What components are part of a safety control system?

THE DOUBT: What components are part of a Safety Instrumented System (SIS)?

CONSIDERATIONS.

In order to be included in a Safety Control System (SCS – IEC 62061) or a Safety-Related Parts of a Control System (SRP/CS – ISO 13849-1), components must be supported by appropriate reliability data. Since not all components are characterized by such data, an important question arises: which components are actually considered part of the SCS or a SRP/CS?

The diagram below, taken from ISO 12100, Annex A, shows that the following elements are included in a Safety Control System:

• Sensors (e.g., interlocking devices),
• Logic systems (e.g., safety PLCs),
• Power control elements (e.g., contactors, valves).

Conversely, machine actuators such as motors or cylinders are not considered part of the SCS. Why is this the case?

That graph is valid, for example, in the case of an Emergency Stop functions, meaning a safety function that brings a system to a safe state by removing energy. In general that is called a Safety-related stop function. A safety-related stop function (e.g. initiated by a safeguard) shall as soon as necessary after actuation, put the machine in a safe state.

The situation is different in case of an Emergency Start function. The relevant definitions are provided in IEC 60204-1, Annex E:

[IEC 60204-1] Annex E: Explanation of emergency operation functions

Emergency stop: An emergency operation intended to stop a process or a movement that has become hazardous.

Emergency start: An emergency operation intended to start a process or a movement to remove or to avoid a hazardous situation.

There are two philosophies to design safety systems:

1. A loss of energy provokes the safety action (“de-energize to trip” safety systems);
2. An emission of energy provokes the safety action (“energize to trip” safety systems).

These definitions highlight that, depending on the nature of the safety function, the system boundaries — and consequently the components to be considered within the SCS — may need to be evaluated differently.

With regard to the safety action, the first case is more reliable than the second one because the safety action occurs any time the energy is lost somewhere in the safety system. All failures related to energy or signal losses are safe and don’t need to be considered when evaluating the probability of dangerous failures. Therefore, this simplifies very much the analysis to be performed as well as the safety systems modelling.
This philosophy seems perfect and this is the solution which is the most widely implemented.

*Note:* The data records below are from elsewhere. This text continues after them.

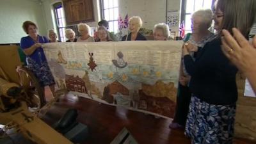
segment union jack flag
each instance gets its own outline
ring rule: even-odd
[[[184,38],[185,37],[185,26],[184,20],[180,24],[179,31],[180,31],[180,36],[182,38]]]
[[[122,19],[121,16],[118,17],[118,29],[120,30],[122,28],[127,28],[129,24],[129,19],[128,19],[128,15],[126,15],[124,20]]]

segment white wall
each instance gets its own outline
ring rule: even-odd
[[[27,35],[22,25],[26,20],[36,23],[39,34],[46,35],[45,22],[40,3],[33,0],[1,0],[0,44],[19,43]]]
[[[46,17],[47,28],[47,29],[56,29],[55,26],[54,15],[53,15],[53,7],[52,4],[61,1],[60,0],[44,0],[43,1],[43,9],[44,10],[44,13]],[[93,0],[93,13],[95,22],[87,22],[90,26],[96,27],[98,26],[99,17],[98,17],[98,8],[97,4],[99,0]]]
[[[152,29],[156,24],[166,22],[167,11],[180,12],[180,0],[119,0],[119,13],[124,19],[138,15],[143,21],[143,28]],[[167,4],[167,10],[166,10]],[[179,26],[172,31],[178,31]]]
[[[52,4],[61,0],[44,0],[43,6],[46,17],[46,27],[47,29],[55,29],[54,15],[52,15]],[[97,26],[97,22],[100,20],[97,4],[99,0],[93,0],[93,12],[95,22],[88,22],[90,26]],[[143,28],[153,29],[156,24],[166,22],[167,11],[180,12],[180,0],[118,0],[119,14],[124,17],[126,14],[129,17],[139,15],[143,20]],[[167,4],[167,10],[166,10]],[[179,26],[172,31],[179,31]]]

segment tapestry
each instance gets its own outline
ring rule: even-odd
[[[173,118],[182,42],[44,44],[60,88],[114,106]]]

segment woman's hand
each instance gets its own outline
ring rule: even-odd
[[[180,76],[179,81],[182,86],[188,86],[188,82],[189,81],[189,76]]]
[[[222,50],[226,56],[243,73],[256,72],[256,36],[253,44],[243,36],[240,31],[232,29],[234,37],[227,30],[223,30]]]
[[[186,46],[186,43],[182,45],[182,56],[184,56],[187,54],[189,54],[188,47]]]
[[[38,43],[38,42],[37,42],[37,43],[33,44],[33,47],[35,49],[37,49],[37,48],[38,48],[38,47],[42,47],[42,44],[41,44],[41,43]]]

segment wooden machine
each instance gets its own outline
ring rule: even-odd
[[[38,144],[72,143],[38,116],[41,110],[54,103],[56,99],[45,104],[43,90],[34,75],[26,67],[18,67],[13,72],[15,67],[20,65],[17,62],[19,61],[17,47],[1,47],[1,51],[6,49],[8,52],[4,55],[10,54],[15,60],[7,64],[7,61],[3,60],[4,56],[0,57],[0,124],[4,125],[3,131],[14,129]],[[1,63],[3,61],[5,61],[4,65]],[[13,77],[18,77],[19,83],[17,79],[13,80]],[[55,94],[59,96],[63,94],[61,92]]]

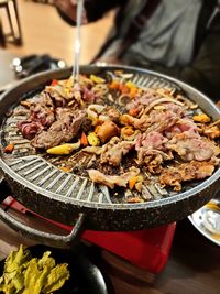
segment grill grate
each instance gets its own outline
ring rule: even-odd
[[[140,87],[163,87],[180,90],[176,84],[151,74],[134,74],[131,80]],[[29,183],[61,197],[70,197],[87,203],[112,203],[108,187],[95,185],[86,177],[58,170],[55,164],[62,159],[61,156],[47,159],[47,156],[43,157],[44,155],[34,155],[34,148],[30,145],[29,140],[23,139],[16,127],[19,121],[26,119],[25,113],[21,115],[25,108],[16,106],[15,109],[18,115],[4,119],[1,132],[1,141],[4,144],[9,142],[14,144],[13,154],[6,155],[3,159],[13,172]],[[89,159],[89,161],[92,162],[92,159]],[[77,164],[82,164],[82,162]],[[144,195],[147,200],[152,198],[161,199],[167,197],[170,193],[162,188],[157,179],[152,177],[152,184],[144,187]],[[119,203],[120,199],[114,197],[113,202]]]

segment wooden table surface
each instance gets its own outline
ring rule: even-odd
[[[1,86],[13,79],[9,68],[12,58],[12,54],[0,50]],[[0,222],[0,258],[20,243],[34,242]],[[201,236],[187,219],[177,224],[169,260],[156,276],[107,251],[101,255],[101,266],[117,294],[220,294],[220,248]]]

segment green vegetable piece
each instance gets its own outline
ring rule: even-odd
[[[22,264],[30,260],[30,251],[20,246],[19,251],[12,251],[4,263],[4,272],[11,273],[16,271]]]
[[[47,281],[42,290],[43,294],[50,294],[61,288],[70,274],[67,269],[68,264],[63,263],[56,265],[47,276]]]
[[[40,294],[40,292],[35,291],[35,283],[37,279],[41,276],[41,272],[37,268],[37,259],[32,259],[29,262],[26,271],[24,273],[24,286],[25,290],[23,294]],[[40,290],[41,291],[41,290]]]
[[[38,269],[43,269],[47,266],[48,269],[53,269],[56,265],[56,262],[53,258],[50,258],[52,252],[44,252],[43,257],[38,260]]]
[[[24,287],[24,276],[23,273],[16,274],[14,279],[12,280],[12,284],[16,292],[22,290]]]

Nevertheless the counterpoint is that it increases the probability of spurious action.
This may be critical when spurious actions have detrimental effects on the installation. In this case, the spurious actions should be limited and the second philosophy could be used for this purpose.

With regard to the safety action, the de-energize-to-trip philosophy is generally more reliable than the energize-to-trip approach. In a de-energize-to-trip system, the safety action is automatically triggered whenever energy is lost at any point within the safety system. As a result, failures related to energy or signal loss are inherently safe and do not need to be considered when calculating the probability of dangerous failures. This significantly simplifies both the safety analysis and the modelling of the safety-related control system. At first glance, this philosophy appears ideal and is indeed the most widely implemented solution in industrial safety systems. However, its main drawback is an increased probability of spurious trips (undesired safety activations).

In certain applications, spurious actions may have detrimental consequences for the installation, such as production losses, process instability, or secondary risks. In these cases, it becomes necessary to limit false activations. For this reason, the energize-to-trip philosophy may be preferred, despite its more demanding reliability assessment.

CONCLUSIONS.

Machine actuators (e.g., motors, cylinders) are generally not part of a SIS (IEC 61511-1), or SCS (IEC 62061), or SRP/CS (ISO 13849-1), when the safety function is a safety-related stop function; for example, an Emergency Stop. In these cases, the safe state is achieved by removing energy, and the safety boundary ends at the power control element.
However, the situation differs for Emergency Start functions (IEC 60204-1, Annex E), where starting a movement may be necessary to remove a hazard. In such cases, machine actuators (e.g., brakes or cylinders) become part of the safety system, since energy must be applied to achieve the safe state.